No country has ever won the World Cup with a foreign head coach.
That statistic looks set to remain at Qatar 2022, with all eight countries in the quarter-finals having local head coaches.
That trend shouldn’t be too surprising. The countries that are good at producing soccer players are also good at producing soccer coaches. Only nine countries at the World Cup had head coaches from overseas. Only three of those teams: Belgium, Mexico and Iran, were in the top 20 of the FIFA rankings at the start of the tournament.
By the time, the tournament had reached its knockout stages, eight of those nine countries had been knocked out. The sole surviving overseas head coach was South Korea’s Portuguese head coach Paulo Bento.
With one World Cup cycle coming to an end, national teams will be considering which direction they want to go in, and head coaches will be weighing up whether they want to spend another four years in charge of a national team. Paulo Bento has already made that choice. He announced he would leave his post following South Korea’s 4-1 loss to Brazil.
That loss means he might not make global headlines, but South Korea’s improvement under Paulo Bento is clear.
South Korea qualified for the 2014 World Cup on goal difference and finished bottom of their group with one point. In 2018, a dramatic late win against Germany papered over the cracks.
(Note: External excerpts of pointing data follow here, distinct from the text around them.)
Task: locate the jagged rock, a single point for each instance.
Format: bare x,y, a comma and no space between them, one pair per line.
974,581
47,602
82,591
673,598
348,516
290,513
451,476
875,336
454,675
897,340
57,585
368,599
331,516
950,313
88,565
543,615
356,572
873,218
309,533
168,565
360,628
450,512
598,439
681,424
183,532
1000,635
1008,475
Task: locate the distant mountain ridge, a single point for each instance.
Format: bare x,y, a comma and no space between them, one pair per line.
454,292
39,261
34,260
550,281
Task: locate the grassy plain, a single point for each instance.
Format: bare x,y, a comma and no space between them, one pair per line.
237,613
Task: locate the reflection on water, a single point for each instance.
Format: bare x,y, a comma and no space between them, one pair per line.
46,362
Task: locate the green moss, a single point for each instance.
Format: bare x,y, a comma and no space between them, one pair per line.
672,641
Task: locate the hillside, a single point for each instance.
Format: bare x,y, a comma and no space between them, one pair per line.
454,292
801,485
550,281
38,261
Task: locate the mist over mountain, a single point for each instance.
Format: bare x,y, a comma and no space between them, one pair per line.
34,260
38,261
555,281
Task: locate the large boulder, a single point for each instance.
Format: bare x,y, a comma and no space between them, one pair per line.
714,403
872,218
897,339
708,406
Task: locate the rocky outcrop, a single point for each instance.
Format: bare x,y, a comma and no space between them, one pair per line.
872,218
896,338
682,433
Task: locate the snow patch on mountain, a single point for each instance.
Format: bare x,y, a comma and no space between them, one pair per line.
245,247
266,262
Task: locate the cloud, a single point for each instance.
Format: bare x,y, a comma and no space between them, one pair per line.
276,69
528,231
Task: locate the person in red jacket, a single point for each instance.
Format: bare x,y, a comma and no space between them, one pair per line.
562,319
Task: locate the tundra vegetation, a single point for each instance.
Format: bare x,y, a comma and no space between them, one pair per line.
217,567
Once again South Korea struggled through the final qualifying round and produced dull, unambitious performances against Sweden and Mexico.
By contrast, qualification for 2022 was a breeze, and Bento’s build-up play tactics meant that in the group stage, South Korea had more possession, made more passes and crosses, and had more shots and shots on target than in the group stage in 2018.
South Korea’s improved play comes partly from Bento’s squad selection. Ignoring demands to call up whoever might be on form at the time, he selects each position due to certain criteria. Goalkeeper Kim Seung-gyu’s strong distribution skills meant he was given the nod over the hero of the Germany match Jo Hyeon-woo. Bento’s holding midfielders must have a fast enough sprint to be able to cover the full-back position should the full-backs lose position in advanced positions, and the attributes that Bento requires from his number nine have meant that K League top scorers like Joo Min-gyu often don’t get a call up.
National team head coaches get very little time with their squads to implement ideas and tactics. For South Korea, whose stars are based on a different continent, travel time eats into that even more.
To maximize time with players, Bento’s staff have used pre-match warm-ups to work on positioning. While the forwards warm up around the penalty area, Bento’s coaches place the full-backs on the wings and throw or kick balls to Korea’s center backs to control and quickly distribute to precise positions.
Paulo Bento is South Korea’s longest serving head coach, and the team has benefited from having the same coach for the whole World Cup cycle.
Shin Tae-yong had only two full competitive matches as well as friendly games ahead of the 2018 World Cup and Hong Myung-bo only had friendly matches to prepare for the 2014 World Cup. Both of them were up-and-coming prospects who had coached at the Olympics, but had their reputations damaged by being thrust into the national team too early in their careers and without enough time to really make an impact on the team ahead of the World Cup.
The global trend at the moment seems to be for more local managers, with Morocco and Japan’s World Cup performances possibly speeding that trend up. South Korea in 2010 also reached the last 16 with local manager Huh Jung-moo.
Part of the arguments for local coaches comes down to ideas about soccer culture, and that each team should have a coach that fits their culture. The Korean Football Association, like England, has set about developing its own soccer DNA. That DNA includes a proactive style of play, a rather vague term that allows head coaches flexibility, but one that can be seen in Paulo Bento’s South Korean side and was lacking in 2018.
Some critics might have argued for a more defensive, reactive approach for South Korea’s knockout match against Brazil, but such an approach probably wouldn’t have got South Korea through the group stage in the first place, and wouldn’t have had neutrals excited in the way that South Korea’s approach to the Ghana match did.
Whoever the next South Korean manager is, the KFA needs to ensure that the team builds on the improvements made over the last four years, and that a long-term plan is in place, focused on the 2026 World Cup.